The “environmentally preferable” alternative
The preferred alternative is also the “environmentally preferable” alternative because it provides “the best means to preserve important historic, cultural, and natural aspects of our national heritage and maintain, wherever possible, an environment that supports diversity and variety of individual choice.” Under Alternative 2, which focuses less on recreation than on conservation, “visitor opportunities would not be as diverse.” Taking no action limits the “range of beneficial uses” because some of the park is not easily identifiable and welcoming to visitors. And, according to the GMP, many existing areas and resources are in need of extensive restoration or stabilization.
Elements excluded from the plan
There is no direct discussion in the draft GMP about dog and dog leash regulations; the park is currently conducting a separate and extensive dog management plan, which will eventually be incorporated into the final version of the GMP.
There are a number of other ongoing plans and projects that have relevance to the overall management plan. These include the Redwood Creek restoration project, the Point Reyes National Seashore draft GMP, the Gulf of the Farallones National Marine Sanctuary plan and various regional land protection plans.
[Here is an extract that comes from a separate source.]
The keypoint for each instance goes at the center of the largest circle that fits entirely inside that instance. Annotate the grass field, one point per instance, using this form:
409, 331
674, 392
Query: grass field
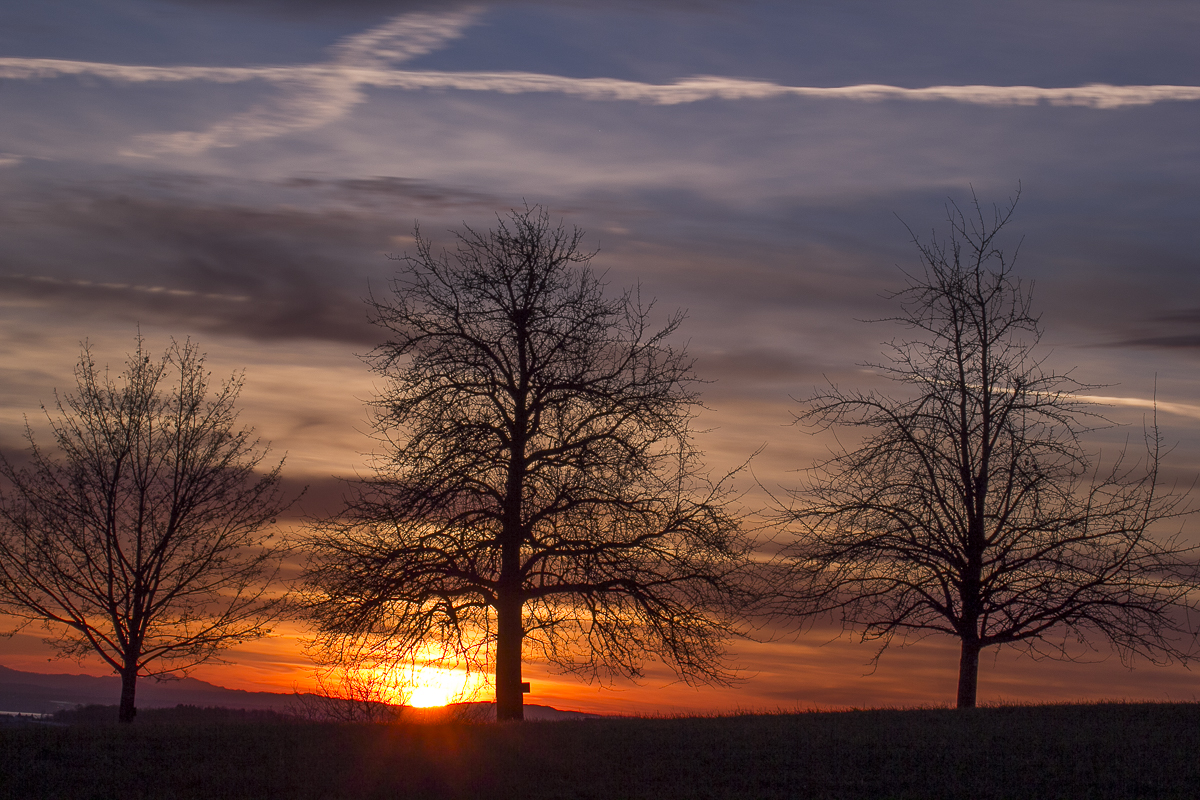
1062, 751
Cost and staffing estimates
Alternative 1 would cost an estimated $32 million to operate annually, with a one-time capital investment of $46.7 million. This would incorporate costs from individual site projects and the addition of 46 full-time park employees. By comparison, the no-action alternative would cost $2.8 million to operate annually with no added staff and $5.28 million in one-time costs. Alternative 2 would cost an estimated $31.1 million annually, with 35 added full-time positions and a $47.3 million. Costs for Alternative 3 would hover at $31.6 million annually, with 43 new staff positions and $78.2 million in one-time costs.